Darver Star bids to reverse recent form with Felix Desjy in the Racing Post Novice Chase at Leopardstown on Saturday.
Gavin Cromwell’s Darver Star was only narrowly denied by top-class mare Honeysuckle on his latest visit to Leopardstown for the Irish Champion Hurdle in February and went on to prove that effort was no fluke by finishing third in the Champion Hurdle at Cheltenham.
The eight-year-old made a fine start to his career over fences at Punchestown in October, but proved no match for the Gordon Elliott-trained Felix Desjy in a Grade Two at the same venue last month.
Darver Star has almost 10 lengths to make up in the Grade One feature on day one of Leopardstown’s Christmas Festival, but Cromwell is optimistic his stable star can close the gap.
He said: “Obviously we’ll have to improve a bit to beat him (Felix Desjy), but we’ve been happy with him since the last day and he’s had his palate cauterised, which we hope might help.
“He seems in good nick at home and I think a bit nicer ground might help him travel a bit better.
“We know he’s run well in Leopardstown before, so we’ll keep our fingers crossed.”
Felix Desjy is unbeaten in two starts over fences and is favourite to complete his hat-trick under Jack Kennedy.
“He has made a bright start over fences and I was very pleased with him when he won a Grade Two at Punchestown last month, beating a good horse in Sizing Pottsie,” Elliott told Betfair.
“He showed at Punchestown that he has relaxed quite a bit since his novice hurdling days, which is a help as now he doesn’t have to make the running.

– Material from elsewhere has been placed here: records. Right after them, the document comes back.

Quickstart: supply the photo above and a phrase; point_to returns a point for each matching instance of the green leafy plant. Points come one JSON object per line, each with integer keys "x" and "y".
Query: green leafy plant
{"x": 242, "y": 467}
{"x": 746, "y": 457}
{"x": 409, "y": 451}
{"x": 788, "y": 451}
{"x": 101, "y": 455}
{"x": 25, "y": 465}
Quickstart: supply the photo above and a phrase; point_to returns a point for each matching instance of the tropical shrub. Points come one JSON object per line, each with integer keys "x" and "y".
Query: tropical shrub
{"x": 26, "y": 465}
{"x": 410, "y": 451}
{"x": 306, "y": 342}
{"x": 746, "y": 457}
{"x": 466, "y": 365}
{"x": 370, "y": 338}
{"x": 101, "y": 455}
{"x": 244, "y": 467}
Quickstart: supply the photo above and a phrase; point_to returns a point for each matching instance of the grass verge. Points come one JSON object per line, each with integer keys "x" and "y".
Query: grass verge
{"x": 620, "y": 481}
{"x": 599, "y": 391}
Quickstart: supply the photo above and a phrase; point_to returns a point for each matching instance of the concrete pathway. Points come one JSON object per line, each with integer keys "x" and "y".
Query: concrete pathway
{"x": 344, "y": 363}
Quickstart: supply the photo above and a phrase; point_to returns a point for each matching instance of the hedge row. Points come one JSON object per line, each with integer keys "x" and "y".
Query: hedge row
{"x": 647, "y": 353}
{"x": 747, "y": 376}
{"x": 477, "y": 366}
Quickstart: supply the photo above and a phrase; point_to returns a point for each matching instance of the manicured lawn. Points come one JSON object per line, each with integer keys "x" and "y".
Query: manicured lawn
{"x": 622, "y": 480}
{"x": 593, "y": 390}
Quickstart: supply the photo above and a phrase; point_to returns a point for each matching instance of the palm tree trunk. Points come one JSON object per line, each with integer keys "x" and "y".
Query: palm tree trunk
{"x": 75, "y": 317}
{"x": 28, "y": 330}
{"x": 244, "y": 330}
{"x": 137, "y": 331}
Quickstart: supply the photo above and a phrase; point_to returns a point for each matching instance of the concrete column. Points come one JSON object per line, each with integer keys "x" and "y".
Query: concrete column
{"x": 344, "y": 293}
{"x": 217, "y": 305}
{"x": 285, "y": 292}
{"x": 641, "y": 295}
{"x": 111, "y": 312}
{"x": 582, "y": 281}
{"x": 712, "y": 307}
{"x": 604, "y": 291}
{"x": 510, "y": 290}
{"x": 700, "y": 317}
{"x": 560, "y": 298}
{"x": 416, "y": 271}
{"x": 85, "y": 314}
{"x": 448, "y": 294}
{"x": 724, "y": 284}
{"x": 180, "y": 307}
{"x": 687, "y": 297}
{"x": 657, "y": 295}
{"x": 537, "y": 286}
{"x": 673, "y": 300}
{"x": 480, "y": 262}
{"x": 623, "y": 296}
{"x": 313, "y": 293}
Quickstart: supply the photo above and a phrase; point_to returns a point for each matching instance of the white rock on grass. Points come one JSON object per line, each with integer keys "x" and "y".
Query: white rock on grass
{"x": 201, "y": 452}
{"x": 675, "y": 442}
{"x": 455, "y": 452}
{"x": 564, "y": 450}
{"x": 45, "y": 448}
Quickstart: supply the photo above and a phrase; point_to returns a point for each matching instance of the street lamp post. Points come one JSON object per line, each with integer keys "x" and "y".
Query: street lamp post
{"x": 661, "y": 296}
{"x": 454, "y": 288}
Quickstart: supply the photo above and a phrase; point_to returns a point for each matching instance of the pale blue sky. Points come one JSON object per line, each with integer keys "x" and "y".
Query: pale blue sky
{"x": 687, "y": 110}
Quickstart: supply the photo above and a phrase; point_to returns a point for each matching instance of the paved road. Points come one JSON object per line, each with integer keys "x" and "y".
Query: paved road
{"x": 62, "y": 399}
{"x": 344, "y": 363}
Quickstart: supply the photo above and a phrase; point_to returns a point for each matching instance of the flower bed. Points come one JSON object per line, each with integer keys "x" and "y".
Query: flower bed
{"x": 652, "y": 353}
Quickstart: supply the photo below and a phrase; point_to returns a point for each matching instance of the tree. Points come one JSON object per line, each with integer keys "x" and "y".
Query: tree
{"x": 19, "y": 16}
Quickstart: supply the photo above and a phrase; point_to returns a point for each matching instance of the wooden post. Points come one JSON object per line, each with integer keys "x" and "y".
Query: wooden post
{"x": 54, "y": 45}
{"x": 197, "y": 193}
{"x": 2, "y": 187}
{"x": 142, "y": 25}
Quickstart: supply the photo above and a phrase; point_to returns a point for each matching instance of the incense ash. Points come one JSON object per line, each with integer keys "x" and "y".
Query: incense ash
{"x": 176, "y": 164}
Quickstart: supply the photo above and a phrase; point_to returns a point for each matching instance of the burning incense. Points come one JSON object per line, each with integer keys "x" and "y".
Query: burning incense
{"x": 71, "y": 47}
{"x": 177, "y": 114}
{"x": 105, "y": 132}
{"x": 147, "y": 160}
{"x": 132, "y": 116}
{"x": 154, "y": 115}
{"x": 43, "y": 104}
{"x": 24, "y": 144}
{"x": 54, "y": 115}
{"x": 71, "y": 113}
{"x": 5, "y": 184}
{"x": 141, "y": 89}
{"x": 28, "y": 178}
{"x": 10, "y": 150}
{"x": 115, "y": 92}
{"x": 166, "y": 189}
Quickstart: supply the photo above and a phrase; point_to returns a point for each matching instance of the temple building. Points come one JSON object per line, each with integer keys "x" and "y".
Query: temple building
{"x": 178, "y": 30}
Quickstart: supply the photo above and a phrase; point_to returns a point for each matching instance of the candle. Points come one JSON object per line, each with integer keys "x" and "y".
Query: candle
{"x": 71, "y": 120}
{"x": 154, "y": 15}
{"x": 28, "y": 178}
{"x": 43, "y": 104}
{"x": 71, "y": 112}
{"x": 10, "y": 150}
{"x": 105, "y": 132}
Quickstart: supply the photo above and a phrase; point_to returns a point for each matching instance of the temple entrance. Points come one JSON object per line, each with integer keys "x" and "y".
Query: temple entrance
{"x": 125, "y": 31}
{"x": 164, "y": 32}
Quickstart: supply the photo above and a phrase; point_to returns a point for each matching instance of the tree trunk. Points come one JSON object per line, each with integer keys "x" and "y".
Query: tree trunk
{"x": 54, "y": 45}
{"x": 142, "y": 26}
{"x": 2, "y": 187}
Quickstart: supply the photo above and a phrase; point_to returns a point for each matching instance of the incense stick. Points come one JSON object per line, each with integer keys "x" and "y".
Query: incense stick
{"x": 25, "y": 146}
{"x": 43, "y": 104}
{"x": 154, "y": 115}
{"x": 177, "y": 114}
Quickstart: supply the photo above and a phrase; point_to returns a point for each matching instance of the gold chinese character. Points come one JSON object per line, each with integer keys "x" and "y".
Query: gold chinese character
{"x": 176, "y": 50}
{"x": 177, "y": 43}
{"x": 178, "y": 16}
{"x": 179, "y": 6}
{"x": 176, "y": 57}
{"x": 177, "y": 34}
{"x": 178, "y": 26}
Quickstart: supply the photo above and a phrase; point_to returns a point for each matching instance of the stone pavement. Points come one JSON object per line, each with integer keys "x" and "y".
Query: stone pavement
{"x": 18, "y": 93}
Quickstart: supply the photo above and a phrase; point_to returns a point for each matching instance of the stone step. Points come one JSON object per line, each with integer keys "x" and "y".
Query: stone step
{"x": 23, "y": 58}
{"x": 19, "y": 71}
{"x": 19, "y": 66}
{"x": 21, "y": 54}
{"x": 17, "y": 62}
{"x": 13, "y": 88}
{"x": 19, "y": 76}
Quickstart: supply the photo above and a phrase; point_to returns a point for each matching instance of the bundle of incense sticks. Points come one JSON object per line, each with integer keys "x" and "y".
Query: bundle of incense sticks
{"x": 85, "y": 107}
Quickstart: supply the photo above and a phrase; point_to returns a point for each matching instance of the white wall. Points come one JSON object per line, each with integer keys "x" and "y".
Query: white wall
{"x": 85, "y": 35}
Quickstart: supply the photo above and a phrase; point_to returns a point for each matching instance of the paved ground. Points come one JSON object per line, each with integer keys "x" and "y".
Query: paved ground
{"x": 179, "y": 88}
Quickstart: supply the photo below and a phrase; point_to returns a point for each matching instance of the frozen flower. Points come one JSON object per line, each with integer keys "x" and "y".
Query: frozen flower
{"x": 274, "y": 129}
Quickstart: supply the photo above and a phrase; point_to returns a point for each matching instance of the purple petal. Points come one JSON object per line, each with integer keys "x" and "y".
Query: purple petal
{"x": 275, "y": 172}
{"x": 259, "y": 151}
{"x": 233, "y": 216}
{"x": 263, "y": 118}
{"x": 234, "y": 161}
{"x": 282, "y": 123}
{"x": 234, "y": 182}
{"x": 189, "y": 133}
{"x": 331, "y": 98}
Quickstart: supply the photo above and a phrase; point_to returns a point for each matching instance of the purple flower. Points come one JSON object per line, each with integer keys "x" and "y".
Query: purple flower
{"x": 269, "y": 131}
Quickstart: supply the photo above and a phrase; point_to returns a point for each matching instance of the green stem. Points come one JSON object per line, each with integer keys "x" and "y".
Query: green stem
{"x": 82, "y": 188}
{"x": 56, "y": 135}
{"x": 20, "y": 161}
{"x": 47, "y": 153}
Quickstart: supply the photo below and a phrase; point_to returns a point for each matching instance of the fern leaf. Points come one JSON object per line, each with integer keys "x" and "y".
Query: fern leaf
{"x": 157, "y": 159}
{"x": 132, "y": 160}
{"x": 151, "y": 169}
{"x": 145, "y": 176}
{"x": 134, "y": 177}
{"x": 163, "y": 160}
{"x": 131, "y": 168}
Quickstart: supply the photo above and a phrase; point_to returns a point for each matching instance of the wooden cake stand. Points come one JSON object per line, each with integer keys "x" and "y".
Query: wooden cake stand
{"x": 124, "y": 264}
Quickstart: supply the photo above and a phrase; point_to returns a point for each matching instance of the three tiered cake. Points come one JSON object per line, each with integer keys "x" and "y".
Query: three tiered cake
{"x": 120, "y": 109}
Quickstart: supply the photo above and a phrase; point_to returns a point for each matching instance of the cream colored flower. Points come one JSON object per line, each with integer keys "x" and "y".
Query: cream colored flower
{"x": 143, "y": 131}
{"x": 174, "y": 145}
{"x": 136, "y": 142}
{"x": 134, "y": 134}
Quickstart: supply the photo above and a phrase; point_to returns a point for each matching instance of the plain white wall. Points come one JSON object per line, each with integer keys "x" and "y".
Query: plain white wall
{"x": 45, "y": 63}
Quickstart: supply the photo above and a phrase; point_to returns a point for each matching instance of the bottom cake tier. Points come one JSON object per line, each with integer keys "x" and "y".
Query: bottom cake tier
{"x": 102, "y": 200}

“He’s a very talented horse who won at Grade One level as a novice hurdler and we always hoped he would reach a similar level over fences and his last run would look to give him a good chance here.”
Willie Mullins has saddled five of the last nine winners of the race, with Douvan, Min and Footpad among those on the roll of honour.
This year the champion trainer fires a twin assault, with Blackbow and Franco De Port stepping up in class after winning on their respective debuts over fences at Navan and Thurles.
Assistant trainer Patrick Mullins said: “Blackbow won a Grade Two bumper at Leopardstown a couple of years ago and seems to be a far superior chaser than hurdler.
“His fencing was very slick in Navan. He’s going to have to step up an awful lot to match the likes of Darver Star and Felix Desjy, who have proper Grade One form.
“The same goes for Franco De Port. He disappointed us a bit last season, but it wasn’t an easy season for him after coming from France.
“We think a lot of him, but he’s going to have to step up to show he’s a proper Grade One horse here.”
Henry de Bromhead’s Benruben and Embittered from Joseph O’Brien’s yard complete the line-up.
The main supporting race is the Knight Frank Juvenile Hurdle, in which Elliott’s Zanahiyr is the star attraction.
The Nathaniel gelding was hugely impressive in winning a Grade Three contest at Fairyhouse last month and will be well fancied to give weight and a beating to six rivals at Grade Two level.
“After this horse won at Fairyhouse the plan was to wait for the Dublin Racing Festival, but he is very well in himself and seems to be in great form, so we’ve decided to let him take his chance,” said Elliott.
“You couldn’t really have asked for any more from him at Fairyhouse and if he turns up in that sort of form again he is the one they will all have to beat. He’s exciting and I think the best is yet to come from him. ”
His opponents include Mullins’ Fairyhouse runner-up Saint Sam and his stablemate Ha D’or, who makes his Irish debut after winning a French bumper during the summer.
“We think Saint Sam is a better horse than he showed in Fairyhouse, but he was beaten quite comprehensively by Zanahiyr and we’re just hoping he can show a little bit more,” Patrick Mullins added.
“Ha D’or is a horse we think an awful lot of. He’s not a real juvenile horse – he looks like a horse that will jump a fence in time and he could be a Djakadam-type, maybe.
“It’s hard to place them after they’ve won in France and it’s very hard for him to start off in a Grade Two.
“We’ll find out more about him, but to me he’s a horse for the future.”